## Novos caminhos para a internacionalização do Renminbi: Como a China promove o processo de desdolarização através da vantagem na diferença cambial



A China está a aproveitar a sua posição como maior credor global para expandir o uso internacional do Renminbi através de uma estratégia financeira engenhosa. O núcleo desta abordagem é simples — oferecer condições de financiamento aos países tomadores de empréstimos no exterior muito abaixo das taxas de juros dos empréstimos em dólares, incentivando-os a converter dívidas denominadas em dólares para dívidas denominadas em Renminbi. A Bloomberg destacou que esta estratégia já tem mostrado resultados práticos.

A Etiópia tornou-se esta semana o mais recente país a juntar-se a esta iniciativa, concordando em reavaliar parte da sua dívida com a China (envolvendo 53,8 bilhões de dólares) em Renminbi. Paralelamente, um número crescente de países está a substituir o financiamento em dólares por títulos chineses de baixo custo. O Quénia é um exemplo típico — ao converter um empréstimo ferroviário de dólares para Renminbi no início deste mês, o país reduziu o custo anual de serviço da dívida em 215 milhões de dólares.

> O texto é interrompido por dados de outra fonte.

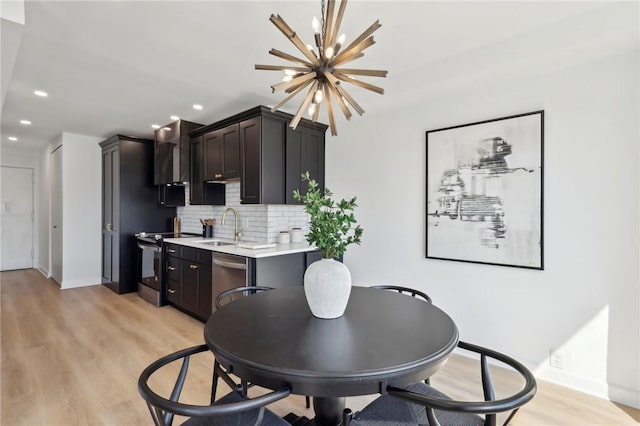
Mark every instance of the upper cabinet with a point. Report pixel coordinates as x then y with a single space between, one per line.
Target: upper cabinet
222 153
172 152
260 148
304 152
202 192
262 158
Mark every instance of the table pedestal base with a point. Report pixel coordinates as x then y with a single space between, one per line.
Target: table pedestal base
329 412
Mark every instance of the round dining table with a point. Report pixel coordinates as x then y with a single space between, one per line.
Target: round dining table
273 340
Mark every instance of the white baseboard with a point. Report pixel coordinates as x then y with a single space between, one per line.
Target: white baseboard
608 391
79 283
624 395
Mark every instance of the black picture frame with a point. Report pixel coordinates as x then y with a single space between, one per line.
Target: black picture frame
485 192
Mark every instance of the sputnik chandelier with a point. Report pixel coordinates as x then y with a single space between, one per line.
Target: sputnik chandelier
319 69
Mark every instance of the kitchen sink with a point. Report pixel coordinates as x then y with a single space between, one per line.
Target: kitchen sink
217 242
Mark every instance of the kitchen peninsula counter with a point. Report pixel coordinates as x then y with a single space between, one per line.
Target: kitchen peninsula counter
232 248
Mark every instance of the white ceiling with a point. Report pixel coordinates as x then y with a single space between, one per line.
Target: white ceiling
119 66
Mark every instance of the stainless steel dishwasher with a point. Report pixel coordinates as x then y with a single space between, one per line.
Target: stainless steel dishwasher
228 272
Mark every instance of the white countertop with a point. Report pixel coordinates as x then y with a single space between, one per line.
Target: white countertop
278 250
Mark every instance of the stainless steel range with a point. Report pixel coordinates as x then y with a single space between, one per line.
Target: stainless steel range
150 264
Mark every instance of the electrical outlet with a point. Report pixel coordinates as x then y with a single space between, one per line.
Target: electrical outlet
556 359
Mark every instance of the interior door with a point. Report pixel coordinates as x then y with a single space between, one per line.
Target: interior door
16 218
56 215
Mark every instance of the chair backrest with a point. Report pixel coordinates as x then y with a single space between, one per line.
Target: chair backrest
163 409
490 406
229 296
405 290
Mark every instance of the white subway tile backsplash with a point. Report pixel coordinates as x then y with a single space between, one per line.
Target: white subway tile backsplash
256 222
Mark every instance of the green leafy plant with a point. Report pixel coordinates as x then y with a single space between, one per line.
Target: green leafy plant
331 225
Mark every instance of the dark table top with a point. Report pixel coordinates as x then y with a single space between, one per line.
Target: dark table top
272 339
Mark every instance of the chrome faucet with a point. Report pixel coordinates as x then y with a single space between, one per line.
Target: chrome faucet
236 232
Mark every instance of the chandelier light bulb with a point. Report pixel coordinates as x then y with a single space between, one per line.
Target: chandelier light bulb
329 52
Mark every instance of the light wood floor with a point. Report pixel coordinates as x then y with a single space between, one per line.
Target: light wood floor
73 357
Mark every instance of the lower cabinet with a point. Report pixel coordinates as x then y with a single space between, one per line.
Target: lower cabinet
189 281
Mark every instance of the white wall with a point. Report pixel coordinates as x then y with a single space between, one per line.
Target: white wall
586 301
43 190
82 207
23 158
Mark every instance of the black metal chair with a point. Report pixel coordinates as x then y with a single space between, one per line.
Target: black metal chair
221 300
233 409
408 292
405 290
422 404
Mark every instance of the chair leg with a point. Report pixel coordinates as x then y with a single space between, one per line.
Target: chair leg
214 382
347 415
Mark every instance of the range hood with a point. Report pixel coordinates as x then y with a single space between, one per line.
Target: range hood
172 164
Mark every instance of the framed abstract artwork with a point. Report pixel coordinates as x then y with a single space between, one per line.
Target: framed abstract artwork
485 192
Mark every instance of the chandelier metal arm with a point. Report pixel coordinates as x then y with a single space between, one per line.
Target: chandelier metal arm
338 22
283 55
348 55
341 104
359 83
304 105
332 121
291 96
293 38
363 36
370 73
282 68
319 70
293 82
326 42
350 99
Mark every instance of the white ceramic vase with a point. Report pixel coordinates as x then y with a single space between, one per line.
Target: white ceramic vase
327 286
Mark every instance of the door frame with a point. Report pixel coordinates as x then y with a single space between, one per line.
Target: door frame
33 206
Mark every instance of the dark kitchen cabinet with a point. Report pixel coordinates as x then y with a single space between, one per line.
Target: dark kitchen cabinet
273 156
172 160
304 152
171 195
262 147
270 157
128 206
201 192
222 154
189 279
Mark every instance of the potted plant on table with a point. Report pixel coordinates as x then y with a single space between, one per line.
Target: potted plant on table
332 227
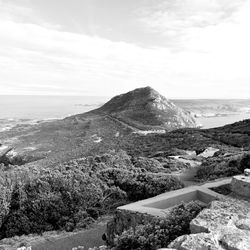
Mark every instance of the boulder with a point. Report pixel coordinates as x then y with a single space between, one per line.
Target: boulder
247 172
208 220
233 238
241 185
202 241
243 224
235 206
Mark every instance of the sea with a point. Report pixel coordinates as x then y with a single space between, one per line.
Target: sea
32 109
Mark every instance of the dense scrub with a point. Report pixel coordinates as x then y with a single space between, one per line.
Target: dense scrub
222 167
74 194
161 231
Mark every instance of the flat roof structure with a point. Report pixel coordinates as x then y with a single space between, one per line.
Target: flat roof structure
160 204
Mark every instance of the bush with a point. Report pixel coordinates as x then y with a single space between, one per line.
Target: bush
219 168
160 232
139 184
245 162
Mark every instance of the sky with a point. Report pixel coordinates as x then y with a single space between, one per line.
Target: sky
181 48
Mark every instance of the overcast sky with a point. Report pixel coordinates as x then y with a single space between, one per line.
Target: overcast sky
182 48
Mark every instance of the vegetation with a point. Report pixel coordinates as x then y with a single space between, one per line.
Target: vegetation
221 167
161 231
74 194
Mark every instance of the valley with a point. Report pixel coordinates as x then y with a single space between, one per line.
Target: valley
64 175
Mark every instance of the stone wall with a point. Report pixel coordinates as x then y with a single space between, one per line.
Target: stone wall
123 220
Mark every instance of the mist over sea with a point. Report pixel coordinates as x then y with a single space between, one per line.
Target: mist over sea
32 109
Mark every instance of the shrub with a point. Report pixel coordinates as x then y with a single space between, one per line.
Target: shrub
245 162
160 232
139 184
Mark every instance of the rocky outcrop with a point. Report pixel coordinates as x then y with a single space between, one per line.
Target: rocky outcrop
145 108
241 185
200 241
225 226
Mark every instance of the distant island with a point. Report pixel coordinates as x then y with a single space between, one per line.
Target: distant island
70 174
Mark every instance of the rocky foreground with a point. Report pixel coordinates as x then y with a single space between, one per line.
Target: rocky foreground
225 225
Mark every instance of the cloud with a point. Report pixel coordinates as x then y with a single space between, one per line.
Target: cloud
174 18
40 58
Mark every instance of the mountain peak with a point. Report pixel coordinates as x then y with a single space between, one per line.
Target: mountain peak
145 108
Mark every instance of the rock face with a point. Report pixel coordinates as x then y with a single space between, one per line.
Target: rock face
241 185
225 226
144 108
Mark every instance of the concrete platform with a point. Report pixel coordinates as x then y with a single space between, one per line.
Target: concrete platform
160 204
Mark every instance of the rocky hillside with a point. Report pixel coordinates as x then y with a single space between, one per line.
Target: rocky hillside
145 108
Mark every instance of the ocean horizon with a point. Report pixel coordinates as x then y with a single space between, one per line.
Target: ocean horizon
31 109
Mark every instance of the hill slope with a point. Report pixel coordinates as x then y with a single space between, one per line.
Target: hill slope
145 108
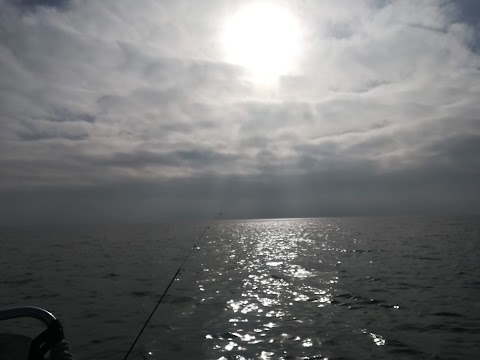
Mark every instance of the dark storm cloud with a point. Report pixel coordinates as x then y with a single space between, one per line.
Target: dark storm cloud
125 110
60 4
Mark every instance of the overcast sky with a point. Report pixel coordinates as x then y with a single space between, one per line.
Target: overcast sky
120 110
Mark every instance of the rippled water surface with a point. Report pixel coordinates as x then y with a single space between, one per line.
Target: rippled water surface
336 288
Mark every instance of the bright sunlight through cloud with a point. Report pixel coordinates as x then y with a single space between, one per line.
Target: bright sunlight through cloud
263 38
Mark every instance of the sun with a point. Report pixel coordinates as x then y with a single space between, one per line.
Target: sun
264 38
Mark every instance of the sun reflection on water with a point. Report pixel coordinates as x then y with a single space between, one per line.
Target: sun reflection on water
270 288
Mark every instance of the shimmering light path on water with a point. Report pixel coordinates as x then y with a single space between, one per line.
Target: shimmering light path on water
337 288
325 288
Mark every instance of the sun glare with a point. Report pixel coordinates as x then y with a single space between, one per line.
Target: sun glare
264 38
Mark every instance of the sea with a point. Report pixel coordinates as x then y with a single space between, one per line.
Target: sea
312 288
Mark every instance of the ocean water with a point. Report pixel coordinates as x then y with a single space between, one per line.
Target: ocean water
336 288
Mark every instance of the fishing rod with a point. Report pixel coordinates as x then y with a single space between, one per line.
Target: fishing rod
170 284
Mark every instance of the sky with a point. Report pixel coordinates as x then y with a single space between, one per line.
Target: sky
132 111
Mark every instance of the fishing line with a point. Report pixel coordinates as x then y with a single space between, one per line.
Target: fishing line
170 284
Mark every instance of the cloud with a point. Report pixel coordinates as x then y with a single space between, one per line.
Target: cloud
116 93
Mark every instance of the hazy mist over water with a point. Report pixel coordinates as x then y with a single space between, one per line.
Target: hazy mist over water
337 288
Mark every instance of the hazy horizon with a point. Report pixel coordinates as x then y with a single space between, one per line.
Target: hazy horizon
120 111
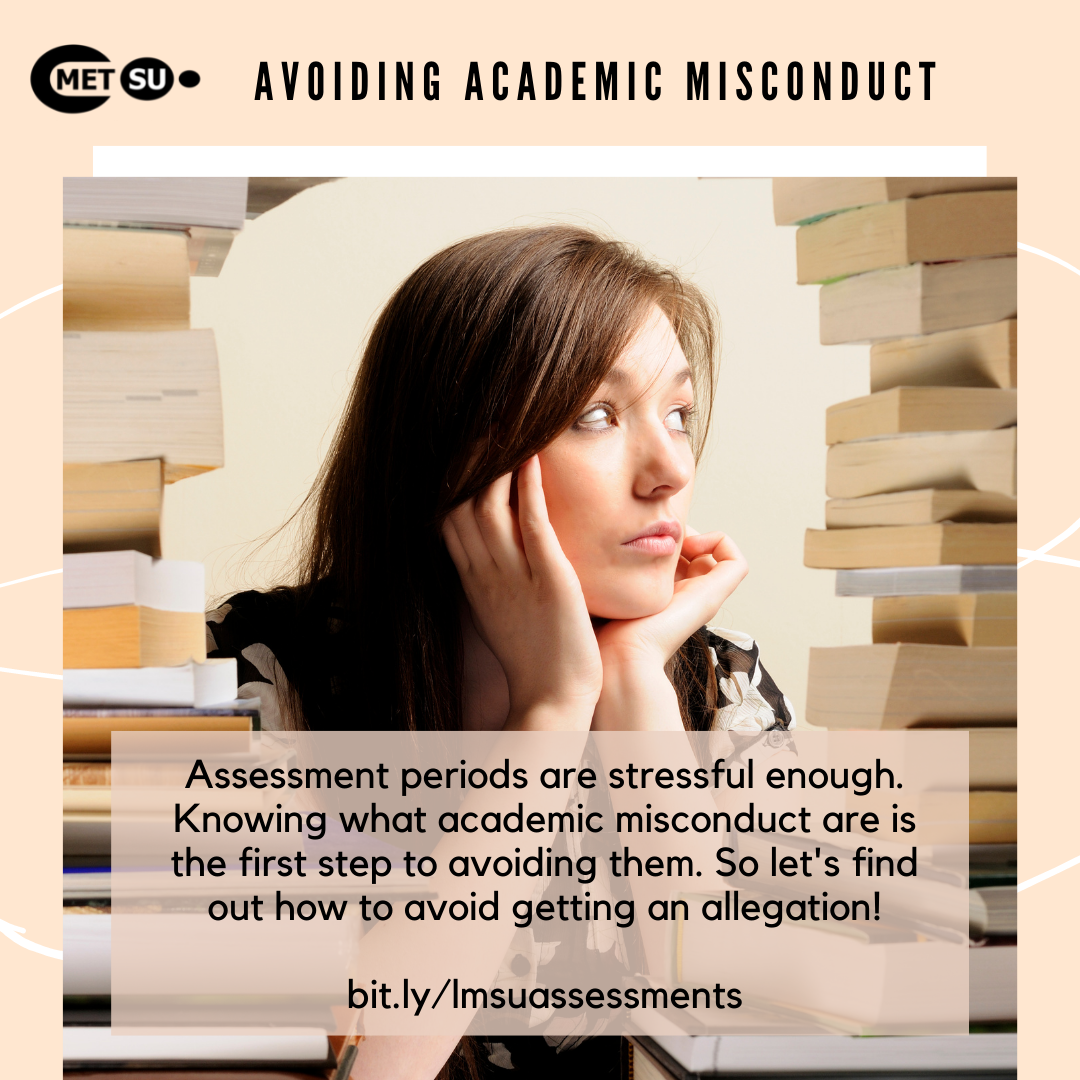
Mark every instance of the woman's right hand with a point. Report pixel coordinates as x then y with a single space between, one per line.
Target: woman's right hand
527 603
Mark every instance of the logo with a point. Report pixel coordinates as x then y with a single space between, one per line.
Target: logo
77 79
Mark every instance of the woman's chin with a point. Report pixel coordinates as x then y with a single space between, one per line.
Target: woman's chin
629 605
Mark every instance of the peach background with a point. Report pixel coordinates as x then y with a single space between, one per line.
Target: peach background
1003 80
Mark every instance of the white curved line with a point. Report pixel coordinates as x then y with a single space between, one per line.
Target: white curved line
31 577
1038 556
38 296
1045 874
18 671
1047 255
15 933
1053 543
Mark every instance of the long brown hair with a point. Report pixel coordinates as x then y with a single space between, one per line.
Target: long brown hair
483 355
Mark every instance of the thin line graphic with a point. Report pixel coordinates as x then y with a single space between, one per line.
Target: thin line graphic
1048 874
18 671
37 296
15 933
1038 556
30 577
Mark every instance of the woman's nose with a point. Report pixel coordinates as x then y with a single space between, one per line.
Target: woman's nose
664 466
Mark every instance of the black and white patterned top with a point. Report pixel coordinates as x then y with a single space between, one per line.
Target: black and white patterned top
275 656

**Uma transação aparentemente ganha-ganha, mas que tem custos para a China**

O custo desta estratégia é que a China precisa suportar a perda na diferença de taxas de juros. Quando as taxas de juros domésticas na China estão muito abaixo das taxas em dólares, os retornos para a China, enquanto credor, diminuem proporcionalmente. O investigador sênior do Carnegie Endowment for International Peace, Michael Pettis, apontou esta contradição: "Se o tomador de empréstimo paga menos juros, o credor também recebe menos."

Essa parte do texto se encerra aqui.